Ibuki was left in the past to meet his fate.

Natsuki raised his eyes and met Uruha’s gaze at the other end of the cavern, looking visibly shaken, and across that distance, they understood.

“Was that real?” Uruha asked anyway. Perhaps he had also gone through a short journey back in time. If it truly was the case.

Natsuki stared at his hand, where Ibuki’s warmth lingered. His heart felt surprisingly light. He still mourned Ibuki, and perhaps he would do so forever. Was that real? Were those words Ibuki truly said?
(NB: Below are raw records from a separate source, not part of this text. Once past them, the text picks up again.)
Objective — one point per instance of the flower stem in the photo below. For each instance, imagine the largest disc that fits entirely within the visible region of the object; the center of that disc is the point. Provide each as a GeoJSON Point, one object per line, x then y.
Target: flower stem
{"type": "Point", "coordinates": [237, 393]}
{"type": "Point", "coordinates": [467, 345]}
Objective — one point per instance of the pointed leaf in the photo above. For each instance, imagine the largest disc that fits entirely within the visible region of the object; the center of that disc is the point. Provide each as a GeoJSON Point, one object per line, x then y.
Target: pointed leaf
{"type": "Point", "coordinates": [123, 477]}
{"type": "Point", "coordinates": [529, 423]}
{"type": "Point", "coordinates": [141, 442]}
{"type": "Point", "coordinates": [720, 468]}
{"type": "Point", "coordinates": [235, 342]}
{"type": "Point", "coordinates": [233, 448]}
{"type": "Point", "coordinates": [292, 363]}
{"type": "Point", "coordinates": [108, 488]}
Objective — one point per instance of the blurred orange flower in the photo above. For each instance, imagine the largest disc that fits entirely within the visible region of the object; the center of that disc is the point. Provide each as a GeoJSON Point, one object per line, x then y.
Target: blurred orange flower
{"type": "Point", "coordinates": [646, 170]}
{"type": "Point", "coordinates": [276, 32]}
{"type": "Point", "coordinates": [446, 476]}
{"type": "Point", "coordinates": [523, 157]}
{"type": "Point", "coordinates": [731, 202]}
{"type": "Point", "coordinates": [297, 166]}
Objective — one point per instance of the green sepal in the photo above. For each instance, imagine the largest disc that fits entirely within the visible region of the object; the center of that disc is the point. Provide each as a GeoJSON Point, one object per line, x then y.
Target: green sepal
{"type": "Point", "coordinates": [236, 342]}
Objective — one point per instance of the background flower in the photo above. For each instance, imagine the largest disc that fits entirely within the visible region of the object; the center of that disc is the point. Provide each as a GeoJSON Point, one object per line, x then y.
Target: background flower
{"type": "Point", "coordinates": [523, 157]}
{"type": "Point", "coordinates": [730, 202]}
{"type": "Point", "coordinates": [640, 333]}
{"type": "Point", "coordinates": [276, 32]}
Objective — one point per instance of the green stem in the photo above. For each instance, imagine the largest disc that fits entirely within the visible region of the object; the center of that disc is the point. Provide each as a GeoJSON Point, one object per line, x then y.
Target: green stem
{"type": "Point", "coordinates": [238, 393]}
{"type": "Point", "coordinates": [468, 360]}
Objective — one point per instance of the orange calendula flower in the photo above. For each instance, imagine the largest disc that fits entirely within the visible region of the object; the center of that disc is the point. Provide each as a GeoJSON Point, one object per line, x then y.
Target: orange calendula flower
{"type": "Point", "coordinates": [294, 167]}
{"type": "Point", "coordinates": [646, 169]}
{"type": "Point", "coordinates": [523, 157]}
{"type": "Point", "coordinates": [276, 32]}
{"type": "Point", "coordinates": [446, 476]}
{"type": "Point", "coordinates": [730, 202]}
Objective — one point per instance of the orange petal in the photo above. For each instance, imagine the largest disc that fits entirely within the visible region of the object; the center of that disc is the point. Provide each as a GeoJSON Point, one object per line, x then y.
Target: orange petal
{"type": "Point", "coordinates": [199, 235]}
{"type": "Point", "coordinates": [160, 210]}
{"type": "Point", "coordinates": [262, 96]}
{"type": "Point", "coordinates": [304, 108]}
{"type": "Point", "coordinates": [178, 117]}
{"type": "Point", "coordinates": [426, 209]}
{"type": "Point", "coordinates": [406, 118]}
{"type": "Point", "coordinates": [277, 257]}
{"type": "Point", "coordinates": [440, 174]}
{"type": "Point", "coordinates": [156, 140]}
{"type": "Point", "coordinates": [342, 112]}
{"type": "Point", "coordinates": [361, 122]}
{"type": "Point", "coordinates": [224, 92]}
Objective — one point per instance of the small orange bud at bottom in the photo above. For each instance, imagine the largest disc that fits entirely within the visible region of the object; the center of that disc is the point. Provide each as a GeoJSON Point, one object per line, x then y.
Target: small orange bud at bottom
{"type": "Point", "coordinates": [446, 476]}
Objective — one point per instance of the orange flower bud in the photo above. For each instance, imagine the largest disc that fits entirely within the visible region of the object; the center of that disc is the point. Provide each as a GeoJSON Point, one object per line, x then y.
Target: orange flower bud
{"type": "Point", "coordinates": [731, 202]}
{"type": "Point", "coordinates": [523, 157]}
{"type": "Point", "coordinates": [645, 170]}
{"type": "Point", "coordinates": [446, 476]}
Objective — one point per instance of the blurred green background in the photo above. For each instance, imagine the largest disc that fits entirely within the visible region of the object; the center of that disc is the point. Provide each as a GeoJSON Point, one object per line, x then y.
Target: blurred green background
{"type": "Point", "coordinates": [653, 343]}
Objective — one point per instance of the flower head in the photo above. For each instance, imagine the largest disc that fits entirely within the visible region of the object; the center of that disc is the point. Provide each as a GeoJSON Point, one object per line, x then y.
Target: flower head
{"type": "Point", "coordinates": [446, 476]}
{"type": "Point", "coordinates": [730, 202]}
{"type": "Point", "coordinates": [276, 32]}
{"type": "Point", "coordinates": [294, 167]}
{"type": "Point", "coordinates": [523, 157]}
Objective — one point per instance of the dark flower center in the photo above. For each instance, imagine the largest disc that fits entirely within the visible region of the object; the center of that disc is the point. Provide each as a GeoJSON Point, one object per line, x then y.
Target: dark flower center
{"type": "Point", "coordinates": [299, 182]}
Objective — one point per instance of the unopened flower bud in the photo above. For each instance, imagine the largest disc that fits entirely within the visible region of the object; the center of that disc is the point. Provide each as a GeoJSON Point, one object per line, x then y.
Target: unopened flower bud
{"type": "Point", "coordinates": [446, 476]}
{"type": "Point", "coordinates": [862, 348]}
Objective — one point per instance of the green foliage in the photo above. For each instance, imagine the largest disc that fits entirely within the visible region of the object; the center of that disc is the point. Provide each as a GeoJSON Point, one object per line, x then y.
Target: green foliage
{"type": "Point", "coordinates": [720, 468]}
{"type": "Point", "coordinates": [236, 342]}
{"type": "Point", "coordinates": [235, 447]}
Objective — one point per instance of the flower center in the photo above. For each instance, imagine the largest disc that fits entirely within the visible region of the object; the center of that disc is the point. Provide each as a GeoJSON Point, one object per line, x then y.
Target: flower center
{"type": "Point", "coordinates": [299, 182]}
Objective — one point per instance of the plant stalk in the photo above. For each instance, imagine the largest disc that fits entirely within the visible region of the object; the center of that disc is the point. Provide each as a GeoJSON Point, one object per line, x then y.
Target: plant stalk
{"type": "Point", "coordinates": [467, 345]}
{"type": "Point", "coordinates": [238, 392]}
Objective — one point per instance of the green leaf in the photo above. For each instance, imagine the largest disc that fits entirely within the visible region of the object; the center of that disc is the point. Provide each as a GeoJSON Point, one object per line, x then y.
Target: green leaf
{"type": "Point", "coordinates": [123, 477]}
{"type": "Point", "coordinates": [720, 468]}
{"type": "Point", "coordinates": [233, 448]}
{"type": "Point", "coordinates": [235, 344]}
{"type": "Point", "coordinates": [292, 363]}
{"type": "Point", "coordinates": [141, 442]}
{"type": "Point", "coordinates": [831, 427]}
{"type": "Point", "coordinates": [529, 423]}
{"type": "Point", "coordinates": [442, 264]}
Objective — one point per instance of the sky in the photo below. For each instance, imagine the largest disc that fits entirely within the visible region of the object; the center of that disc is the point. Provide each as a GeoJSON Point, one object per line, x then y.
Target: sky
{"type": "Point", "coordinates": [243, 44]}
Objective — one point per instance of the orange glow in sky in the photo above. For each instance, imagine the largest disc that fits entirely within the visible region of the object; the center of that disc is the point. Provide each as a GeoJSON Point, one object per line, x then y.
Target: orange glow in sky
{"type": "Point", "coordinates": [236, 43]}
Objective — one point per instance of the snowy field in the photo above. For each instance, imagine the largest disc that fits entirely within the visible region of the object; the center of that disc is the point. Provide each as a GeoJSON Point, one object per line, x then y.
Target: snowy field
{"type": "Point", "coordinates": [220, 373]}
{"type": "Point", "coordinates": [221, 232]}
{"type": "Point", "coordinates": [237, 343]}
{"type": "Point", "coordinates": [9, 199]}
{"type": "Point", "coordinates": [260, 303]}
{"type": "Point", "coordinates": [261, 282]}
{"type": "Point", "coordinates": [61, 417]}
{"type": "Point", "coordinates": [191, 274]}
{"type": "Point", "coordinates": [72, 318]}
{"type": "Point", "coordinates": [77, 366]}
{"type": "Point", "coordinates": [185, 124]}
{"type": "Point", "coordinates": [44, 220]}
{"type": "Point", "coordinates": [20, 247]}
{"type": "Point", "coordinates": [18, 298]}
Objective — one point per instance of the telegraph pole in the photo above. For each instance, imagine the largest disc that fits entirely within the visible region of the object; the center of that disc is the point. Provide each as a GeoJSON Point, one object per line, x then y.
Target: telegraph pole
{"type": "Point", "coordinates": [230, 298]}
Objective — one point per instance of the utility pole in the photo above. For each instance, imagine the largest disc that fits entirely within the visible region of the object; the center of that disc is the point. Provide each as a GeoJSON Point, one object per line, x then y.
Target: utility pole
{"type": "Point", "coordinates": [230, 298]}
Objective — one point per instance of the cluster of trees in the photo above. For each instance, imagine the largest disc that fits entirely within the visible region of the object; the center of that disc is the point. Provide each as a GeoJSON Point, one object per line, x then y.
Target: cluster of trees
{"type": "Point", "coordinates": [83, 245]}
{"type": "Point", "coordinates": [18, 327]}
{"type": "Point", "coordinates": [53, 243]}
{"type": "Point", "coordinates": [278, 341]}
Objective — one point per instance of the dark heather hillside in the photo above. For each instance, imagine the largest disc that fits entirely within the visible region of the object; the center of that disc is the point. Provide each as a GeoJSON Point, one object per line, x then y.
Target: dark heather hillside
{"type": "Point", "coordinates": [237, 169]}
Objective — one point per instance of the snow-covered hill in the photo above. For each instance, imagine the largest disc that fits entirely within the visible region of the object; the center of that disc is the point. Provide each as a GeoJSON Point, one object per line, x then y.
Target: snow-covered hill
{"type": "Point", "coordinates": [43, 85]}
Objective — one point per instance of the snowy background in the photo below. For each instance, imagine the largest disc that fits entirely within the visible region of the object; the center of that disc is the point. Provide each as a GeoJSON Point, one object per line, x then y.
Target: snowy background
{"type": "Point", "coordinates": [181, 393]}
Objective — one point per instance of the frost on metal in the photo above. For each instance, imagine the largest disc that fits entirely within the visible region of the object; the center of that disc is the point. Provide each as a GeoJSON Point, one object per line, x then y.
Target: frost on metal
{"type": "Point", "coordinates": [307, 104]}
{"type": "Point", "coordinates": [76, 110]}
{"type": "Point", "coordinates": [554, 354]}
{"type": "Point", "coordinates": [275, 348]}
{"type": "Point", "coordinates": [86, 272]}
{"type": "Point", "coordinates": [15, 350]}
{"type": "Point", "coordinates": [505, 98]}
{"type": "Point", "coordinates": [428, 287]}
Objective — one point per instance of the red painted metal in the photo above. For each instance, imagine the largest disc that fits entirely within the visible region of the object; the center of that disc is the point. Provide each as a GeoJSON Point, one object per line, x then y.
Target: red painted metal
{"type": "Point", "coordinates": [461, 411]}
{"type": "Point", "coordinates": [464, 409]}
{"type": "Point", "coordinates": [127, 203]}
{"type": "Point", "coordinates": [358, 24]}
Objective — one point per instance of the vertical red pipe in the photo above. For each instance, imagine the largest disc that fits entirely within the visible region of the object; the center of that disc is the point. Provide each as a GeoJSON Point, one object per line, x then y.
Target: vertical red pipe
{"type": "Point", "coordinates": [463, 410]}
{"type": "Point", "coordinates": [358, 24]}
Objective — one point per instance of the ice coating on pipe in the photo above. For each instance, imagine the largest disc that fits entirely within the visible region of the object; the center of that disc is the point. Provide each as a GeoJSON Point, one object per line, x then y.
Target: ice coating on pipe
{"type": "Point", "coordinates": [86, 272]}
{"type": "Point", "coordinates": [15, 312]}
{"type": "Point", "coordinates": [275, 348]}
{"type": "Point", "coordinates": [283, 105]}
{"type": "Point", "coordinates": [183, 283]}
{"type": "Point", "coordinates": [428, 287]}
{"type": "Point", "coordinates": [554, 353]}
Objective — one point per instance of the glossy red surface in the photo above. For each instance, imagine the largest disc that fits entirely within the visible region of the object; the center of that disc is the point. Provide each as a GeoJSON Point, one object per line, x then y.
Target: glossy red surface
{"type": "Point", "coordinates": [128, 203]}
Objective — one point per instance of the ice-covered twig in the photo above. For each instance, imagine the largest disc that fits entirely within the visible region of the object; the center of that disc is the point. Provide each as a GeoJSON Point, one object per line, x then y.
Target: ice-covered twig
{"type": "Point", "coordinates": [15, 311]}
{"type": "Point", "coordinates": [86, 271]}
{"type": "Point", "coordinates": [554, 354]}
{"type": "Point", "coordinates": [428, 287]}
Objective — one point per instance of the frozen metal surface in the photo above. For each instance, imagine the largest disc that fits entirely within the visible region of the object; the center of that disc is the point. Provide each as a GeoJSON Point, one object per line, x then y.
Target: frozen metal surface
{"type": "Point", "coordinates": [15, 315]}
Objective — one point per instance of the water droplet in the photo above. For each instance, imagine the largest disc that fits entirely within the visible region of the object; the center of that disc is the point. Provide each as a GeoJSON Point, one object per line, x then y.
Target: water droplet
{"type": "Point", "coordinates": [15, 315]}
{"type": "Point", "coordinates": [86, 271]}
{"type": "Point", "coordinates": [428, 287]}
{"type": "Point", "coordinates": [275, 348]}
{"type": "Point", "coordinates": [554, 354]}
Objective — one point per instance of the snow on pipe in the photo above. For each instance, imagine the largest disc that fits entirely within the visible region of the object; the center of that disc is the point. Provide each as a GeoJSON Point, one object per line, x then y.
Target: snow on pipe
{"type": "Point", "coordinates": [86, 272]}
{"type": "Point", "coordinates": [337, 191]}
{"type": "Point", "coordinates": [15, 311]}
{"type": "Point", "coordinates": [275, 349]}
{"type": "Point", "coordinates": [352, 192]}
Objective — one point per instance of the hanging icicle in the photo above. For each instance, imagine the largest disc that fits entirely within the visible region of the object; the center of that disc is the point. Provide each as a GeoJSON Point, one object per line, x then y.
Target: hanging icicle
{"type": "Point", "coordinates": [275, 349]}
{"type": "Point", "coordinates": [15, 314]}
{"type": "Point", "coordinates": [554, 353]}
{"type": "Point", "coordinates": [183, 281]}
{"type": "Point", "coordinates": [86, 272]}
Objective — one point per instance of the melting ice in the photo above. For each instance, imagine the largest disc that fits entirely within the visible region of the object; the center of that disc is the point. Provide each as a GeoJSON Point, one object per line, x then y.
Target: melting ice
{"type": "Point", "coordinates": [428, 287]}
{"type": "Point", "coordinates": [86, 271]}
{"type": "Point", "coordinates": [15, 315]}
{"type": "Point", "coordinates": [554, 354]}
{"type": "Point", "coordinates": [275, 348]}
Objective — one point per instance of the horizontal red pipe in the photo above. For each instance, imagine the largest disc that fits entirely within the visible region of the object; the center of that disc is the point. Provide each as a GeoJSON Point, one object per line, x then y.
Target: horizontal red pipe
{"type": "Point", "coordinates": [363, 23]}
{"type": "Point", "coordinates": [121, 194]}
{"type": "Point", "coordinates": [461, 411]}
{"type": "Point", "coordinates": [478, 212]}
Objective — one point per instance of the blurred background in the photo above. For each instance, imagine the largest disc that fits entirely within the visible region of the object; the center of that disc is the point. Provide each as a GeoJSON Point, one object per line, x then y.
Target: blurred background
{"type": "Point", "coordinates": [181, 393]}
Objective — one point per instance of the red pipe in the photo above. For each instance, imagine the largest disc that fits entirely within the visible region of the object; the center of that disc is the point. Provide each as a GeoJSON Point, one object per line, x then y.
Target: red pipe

Or were those just what Natsuki wanted to hear?

It didn’t matter now.

“I want it to be.”

Notes:

I wanted to hold off on writing more Ibuki until he appeared in canon but today's painful chapter needed an outlet, had this in the drafts for a few weeks now so I just went to finish it since it's so busy (why am i writing if it's so busy!!!) to come up with something new. Just wanted my Misaka bros to talk out the things they didn't get to talk about. ; A;

title adapted from a quote taken from albert einstein's condolence letter to a family friend: "People like us, who believe in physics, know that the distinction between past, present and future is only a stubbornly persistent illusion."